Sarah Khan of London-based fashion brand, Lalage Beaumont, says “it’s been extremely difficult finding someone who wants to be in the office 5 days a week. People expect a hybrid working policy nowadays.” 

Make your company values clear and stick to them

Gen Z are incredibly ignited by current events and therefore want to work for companies that mirror their same morals and values. Don’t just talk about these values by sharing them on a company website; Gen Z are more interested in physical action being taken and a commitment to these values. 

Whether it’s a stand against climate change through sustainable office design or a commitment to ensuring their staff have the mental health support they need, make your company values clear and more importantly, demonstrate it, don’t just talk about it. 

Provide opportunities for growth and development

As mentioned, Gen Z cares a lot about value. This is both the value they bring to the company but also their own personal values and the sense of purpose they gain from working. Providing long term goals and development plans can help with giving your employees reassurance that they are valued, important and worthy. 

Continue to show how valued they are 

Gen Z aren’t the most driven by salary. Instead, they want to feel supported and noticed in the workplace. It’s important staff get the right training and support throughout their journey so they continue to feel valued.
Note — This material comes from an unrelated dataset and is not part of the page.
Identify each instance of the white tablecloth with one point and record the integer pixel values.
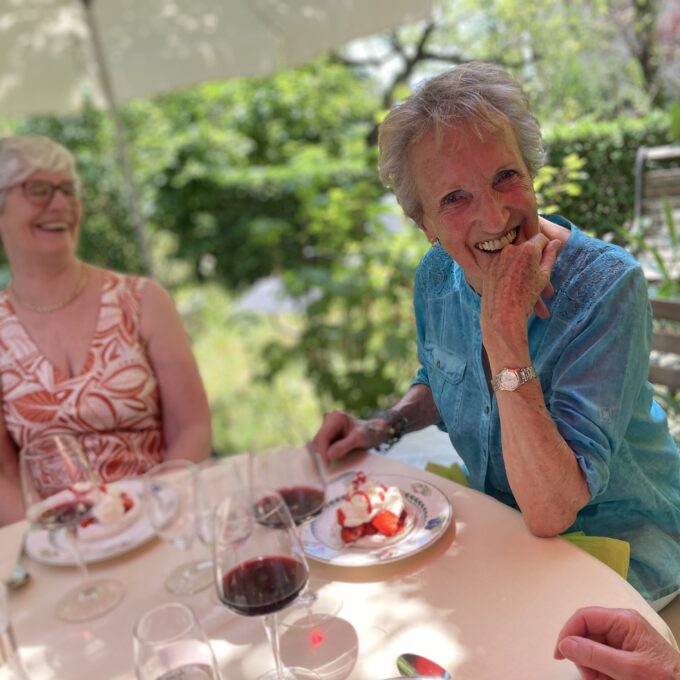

By encouraging regular meetings to run through progress and improvements, you can better team morale, as well as establishing yourself as a trustworthy leader. 

What does this all mean for employers? 

Each and every business needs to adapt to current global changes as well as employee feedback. With Gen Z and Millennials becoming a large part of the workforce, it’s key to implement initiatives that your younger employees care about. With a generation of workers who are ready to up and leave when their job satisfaction drops, investing in your people will be the biggest drive for them to stay.